La Commissione “Ambiente e protezione civile” delle Regioni, coordinata dall’assessore calabrese Silvio Greco, ha preso in esame i dati economici e le innovazioni tecnologiche apportati positivamente in questo periodo grazie alla norma sul risparmio energetico, che dimostrano la necessità di incentivare il settore, sia per rendere competitive le imprese italiane, sia per ridurre la dipendenza nazionale da metano e petrolio.
 
“È una decisione assurda quella varata dal Consiglio dei Ministri. Il provvedimento, invece di sostenere gli investimenti anticrisi - ha dichiarato l’assessore Greco - farà morire sul nascere la filiera economica e la cultura civile sulla riqualificazione energetica degli edifici.

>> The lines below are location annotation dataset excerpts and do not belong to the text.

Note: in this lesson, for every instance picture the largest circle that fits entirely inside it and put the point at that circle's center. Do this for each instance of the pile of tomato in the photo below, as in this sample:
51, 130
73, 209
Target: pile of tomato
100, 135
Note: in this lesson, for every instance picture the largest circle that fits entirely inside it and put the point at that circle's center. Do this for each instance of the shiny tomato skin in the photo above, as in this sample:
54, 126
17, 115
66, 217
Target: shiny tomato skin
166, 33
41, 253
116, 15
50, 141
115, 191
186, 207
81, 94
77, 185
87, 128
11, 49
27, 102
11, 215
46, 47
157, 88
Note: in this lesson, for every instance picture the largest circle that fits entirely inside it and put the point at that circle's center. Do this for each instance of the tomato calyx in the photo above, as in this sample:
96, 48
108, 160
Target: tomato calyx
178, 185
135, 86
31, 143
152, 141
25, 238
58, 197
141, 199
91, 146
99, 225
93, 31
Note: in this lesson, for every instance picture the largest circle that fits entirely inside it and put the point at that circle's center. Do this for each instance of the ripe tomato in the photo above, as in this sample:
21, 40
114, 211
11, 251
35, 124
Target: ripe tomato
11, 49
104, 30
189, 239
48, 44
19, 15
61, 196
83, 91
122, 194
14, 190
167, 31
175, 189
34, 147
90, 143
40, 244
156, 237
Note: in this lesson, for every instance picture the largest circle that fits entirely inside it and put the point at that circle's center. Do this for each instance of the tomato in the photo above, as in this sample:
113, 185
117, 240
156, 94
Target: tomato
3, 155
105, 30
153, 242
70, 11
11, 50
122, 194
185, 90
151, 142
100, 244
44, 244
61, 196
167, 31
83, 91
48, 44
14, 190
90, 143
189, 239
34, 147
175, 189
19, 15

Il testo del decreto legge non è riformabile e da tutte le Regioni, al di là delle diverse maggioranze, è arrivata la netta richiesta di cancellare l’intero articolo che penalizza gli incentivi fiscali”.

 
Secondo Cogena, l’ Associazione italiana per la promozione della cogenerazione , il provvedimento può creare significativi problemi a uno dei pochi settori in controtendenza rispetto alla crisi economica che sta investendo altri comparti produttivi.
 
È noto, in base ai dati ENEA – spiega Cogena in un comunicato – come il numero di interventi relativi all’anno 2008 siano stimabili in circa 138.000 rispetto ai 106mila nel 2007. E ipotizzando per il 2008 una spesa media analoga a quella del 2007, pari a 14.150 euro per intervento, si stima in circa 1.950 milioni di euro la spesa complessivamente sostenuta nel 2008. L’ammontare complessivo della detrazione risulterebbe pertanto di 1.070 milioni di euro e di 356 milioni di euro l’anno per i tre periodi di imposta successivi. Fissando i limiti di spesa complessiva in 82,7 milioni di euro per l’anno 2009, in 185,9 milioni per il 2010 e in 314,8 milioni per il 2011 non si farà altro che chiudere ogni possibilità di sviluppo ad un settore quello delle energie rinnovabile, che aveva dato in questi ultimi anni segni importanti in termini di nuove imprese e quindi di nuova e qualificata professionalizzazione.
 
La proposta per l’efficienza energetica di Cogena , presentata alle Camere ed al Governo , prevede l’ammissione delle unità di cogenerazione ad alto rendimento al regime di aiuto agli investimenti di cui al Regolamento (CE) N. 800/2008 riguardante, tra l’altro, aiuti agli investimenti per la tutela dell'ambiente nella cogenerazione ad alto rendimento.

 
È confermato per domani 11 dicembre il sit-in di protesta davanti a Montecitorio contro il provvedimento che taglia gli incentivi del 55% organizzato da Legambiente e Assolterm che ritengono il provvedimento “una scelta sbagliata, perché il solare termico e il risparmio energetico rappresentano per le famiglie una possibilità concreta di risparmio, per le imprese una prospettiva di innovazione e di lavoro, per l’Italia un opportunità di ridurre importazioni di combustibili fossili e emissioni”.
 
Negli ultimi due anni – affermano gli organizzatori della manifestazione – gli incentivi sono stati utilizzati da 250mila cittadini , hanno messo in moto un volano di affari di oltre 3 miliardi di Euro , permettendo l’emersione del nero e l’attivazione di una nuova economia. L’invito è a non fermare questa spinta positiva e a sostenere le fonti rinnovabili e il risparmio energetico.